With deepest self-reproach the girl recalled her own frenzied reproaches to that beautiful, sorrow-stricken parent on the fatal night when she had been so maddened by the revelation of the angry Bertha. She looked back as though years had intervened upon the Irene of that summer night as a rude, impertinent, willful child.
"Is it any wonder my mother left me to the death I courted in my wild despair?" she thought. "How could I, who should have soothed sorrow, turned upon her so cruelly? Poor, unhappy Ellie, as I used to call her, what sorrows may she not be enduring now? What insolence, what cruelty, at the hands of her overbearing mother and sister? Even I, her child, did not spare her my reproaches in her dark hour, and how should they who love her less than I did?"
In the flood-tide of remorseful affection that swept over her heart, she longed to go home to her mother, to take her in her arms, and say, lovingly: "Mother, darling, you and your husband were both cruelly wronged. Here are the papers that will prove your wifely honor. Take them and forgive me my wicked reproaches."
Alas, between her and that beautiful hour which fancy painted so glowingly, there yawned a dread, impassable gulf!
"Even if I could consent to pay Julius Revington's terrible price for those papers, I could not do so. I am already wedded," she said to herself; and her heart thrilled strangely at the thought.
The remembrance of his threat sent a shiver of dread thrilling through her frame. To-morrow he would tell Mrs. Leslie and the Stuarts that she was a child of shame; that her beautiful, pure-hearted mother was a sinful, erring woman. How should she bear it? she asked herself, with a moan.

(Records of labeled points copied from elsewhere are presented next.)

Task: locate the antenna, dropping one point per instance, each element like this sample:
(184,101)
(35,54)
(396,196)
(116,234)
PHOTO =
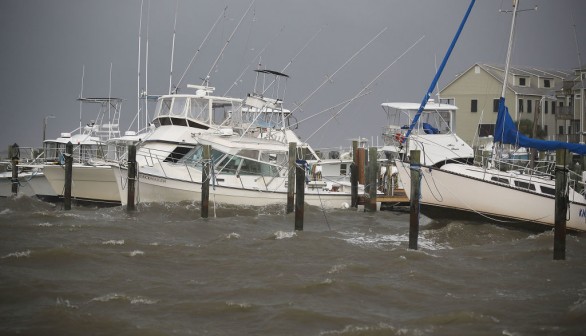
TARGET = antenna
(173,46)
(207,78)
(201,45)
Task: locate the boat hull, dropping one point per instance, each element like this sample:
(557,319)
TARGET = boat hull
(157,189)
(449,195)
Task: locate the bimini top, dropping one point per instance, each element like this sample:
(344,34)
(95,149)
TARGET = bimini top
(431,105)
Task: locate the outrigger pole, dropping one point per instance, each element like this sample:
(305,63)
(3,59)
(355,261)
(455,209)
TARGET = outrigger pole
(439,72)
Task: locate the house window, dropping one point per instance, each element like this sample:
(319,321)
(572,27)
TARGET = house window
(520,105)
(552,107)
(522,81)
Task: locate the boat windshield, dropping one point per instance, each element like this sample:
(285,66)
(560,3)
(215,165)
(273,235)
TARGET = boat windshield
(246,162)
(430,121)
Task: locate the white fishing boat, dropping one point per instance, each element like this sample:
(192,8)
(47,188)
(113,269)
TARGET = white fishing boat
(516,197)
(95,145)
(249,154)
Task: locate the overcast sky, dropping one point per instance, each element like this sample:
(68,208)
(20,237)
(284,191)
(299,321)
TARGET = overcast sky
(45,44)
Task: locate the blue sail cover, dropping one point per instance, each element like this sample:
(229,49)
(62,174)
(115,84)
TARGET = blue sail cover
(506,132)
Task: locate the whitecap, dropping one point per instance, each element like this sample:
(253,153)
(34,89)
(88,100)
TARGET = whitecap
(284,235)
(23,254)
(113,242)
(136,252)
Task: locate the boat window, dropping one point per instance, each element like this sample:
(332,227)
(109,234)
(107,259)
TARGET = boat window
(547,190)
(163,107)
(178,108)
(178,153)
(499,179)
(198,110)
(525,185)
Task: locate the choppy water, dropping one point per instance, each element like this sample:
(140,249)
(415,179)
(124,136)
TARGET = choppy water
(163,270)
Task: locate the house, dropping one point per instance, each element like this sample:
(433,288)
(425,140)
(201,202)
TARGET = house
(551,99)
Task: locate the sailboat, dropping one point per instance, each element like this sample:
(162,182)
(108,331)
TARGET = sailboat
(513,197)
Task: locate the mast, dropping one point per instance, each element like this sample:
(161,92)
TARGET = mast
(439,72)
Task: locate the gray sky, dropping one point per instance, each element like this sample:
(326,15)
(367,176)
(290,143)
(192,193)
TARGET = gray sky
(45,44)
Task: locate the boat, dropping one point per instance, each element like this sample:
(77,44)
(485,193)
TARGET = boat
(95,145)
(499,192)
(250,149)
(433,134)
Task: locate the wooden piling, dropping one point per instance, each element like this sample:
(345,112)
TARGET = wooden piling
(291,177)
(68,176)
(130,206)
(415,168)
(561,205)
(370,206)
(205,180)
(354,175)
(300,192)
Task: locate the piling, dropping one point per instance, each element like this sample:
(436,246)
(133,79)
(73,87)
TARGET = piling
(370,206)
(415,169)
(291,178)
(68,176)
(130,203)
(354,175)
(561,204)
(300,191)
(205,180)
(14,157)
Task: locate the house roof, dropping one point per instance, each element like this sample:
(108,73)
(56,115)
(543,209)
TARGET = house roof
(497,72)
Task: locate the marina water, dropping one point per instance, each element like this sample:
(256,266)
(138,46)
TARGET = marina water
(165,271)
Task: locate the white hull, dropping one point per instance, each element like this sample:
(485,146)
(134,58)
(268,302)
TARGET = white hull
(157,189)
(91,183)
(445,193)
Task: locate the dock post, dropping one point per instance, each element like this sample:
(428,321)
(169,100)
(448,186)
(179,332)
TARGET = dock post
(291,177)
(415,168)
(14,157)
(354,175)
(68,176)
(300,191)
(130,206)
(205,180)
(561,205)
(370,206)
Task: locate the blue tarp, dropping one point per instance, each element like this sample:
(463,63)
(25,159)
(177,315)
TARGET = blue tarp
(506,132)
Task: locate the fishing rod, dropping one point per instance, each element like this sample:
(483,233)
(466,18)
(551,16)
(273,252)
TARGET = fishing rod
(223,13)
(173,46)
(329,78)
(439,72)
(207,78)
(366,87)
(138,70)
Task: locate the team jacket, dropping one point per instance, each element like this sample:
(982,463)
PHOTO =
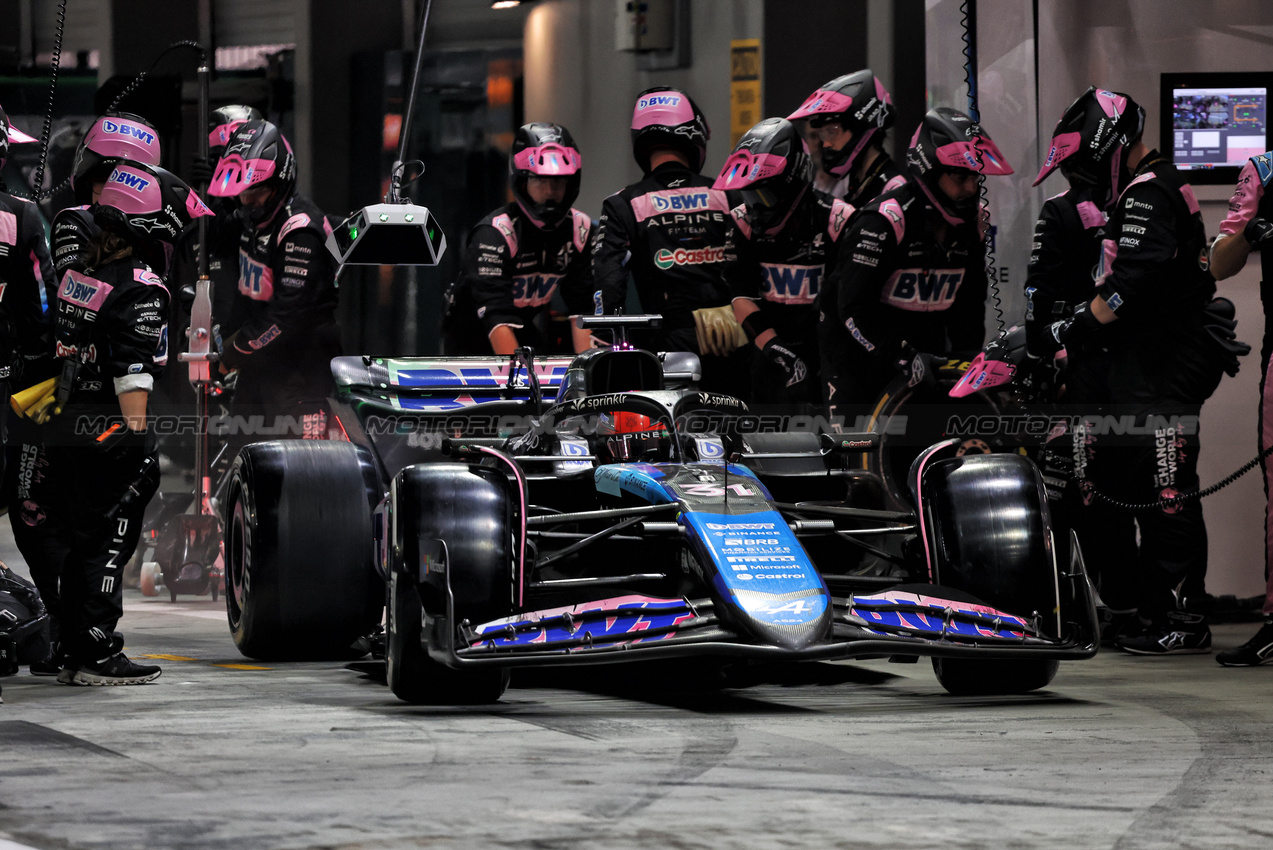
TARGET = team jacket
(895,283)
(783,271)
(675,234)
(26,284)
(1153,271)
(881,176)
(513,267)
(287,284)
(1250,199)
(115,320)
(1063,257)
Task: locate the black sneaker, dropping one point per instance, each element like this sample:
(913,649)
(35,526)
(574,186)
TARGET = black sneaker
(1180,634)
(1255,652)
(116,669)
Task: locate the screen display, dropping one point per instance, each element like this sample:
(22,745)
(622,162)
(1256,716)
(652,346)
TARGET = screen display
(1217,126)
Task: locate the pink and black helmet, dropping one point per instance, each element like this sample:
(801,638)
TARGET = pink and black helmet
(256,153)
(223,121)
(770,171)
(112,139)
(10,135)
(152,208)
(946,141)
(1092,140)
(859,103)
(544,150)
(666,117)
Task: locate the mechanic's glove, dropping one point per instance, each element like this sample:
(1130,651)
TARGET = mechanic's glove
(789,363)
(918,367)
(1075,330)
(1258,232)
(200,172)
(718,331)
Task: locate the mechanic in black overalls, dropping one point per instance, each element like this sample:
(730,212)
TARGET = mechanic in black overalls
(1155,317)
(287,289)
(111,139)
(111,332)
(910,275)
(672,232)
(523,253)
(789,233)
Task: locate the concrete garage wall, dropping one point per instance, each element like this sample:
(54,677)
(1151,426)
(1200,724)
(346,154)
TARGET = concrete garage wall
(1124,45)
(576,76)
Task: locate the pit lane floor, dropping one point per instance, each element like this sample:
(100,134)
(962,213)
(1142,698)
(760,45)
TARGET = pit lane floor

The evening sun sunk lower and lower; the twittering birds flew home to their nests; the cool, soft dew began to fall on Irene's face and hands. She rose with a shiver, as though of mortal cold, and dragged herself back wearily to the villa.
Then she felt that she could not endure to meet the cold, curious faces of Mrs. Stuart and her friends just then. She stole quietly up to her own room, closed and locked the door, and threw herself wretchedly down upon the floor, with her face hidden on her arm.
She did not know how long she had lain there, wretched, forlorn, despairing, when she was roused by the tap of a servant outside, who desired her presence at dinner.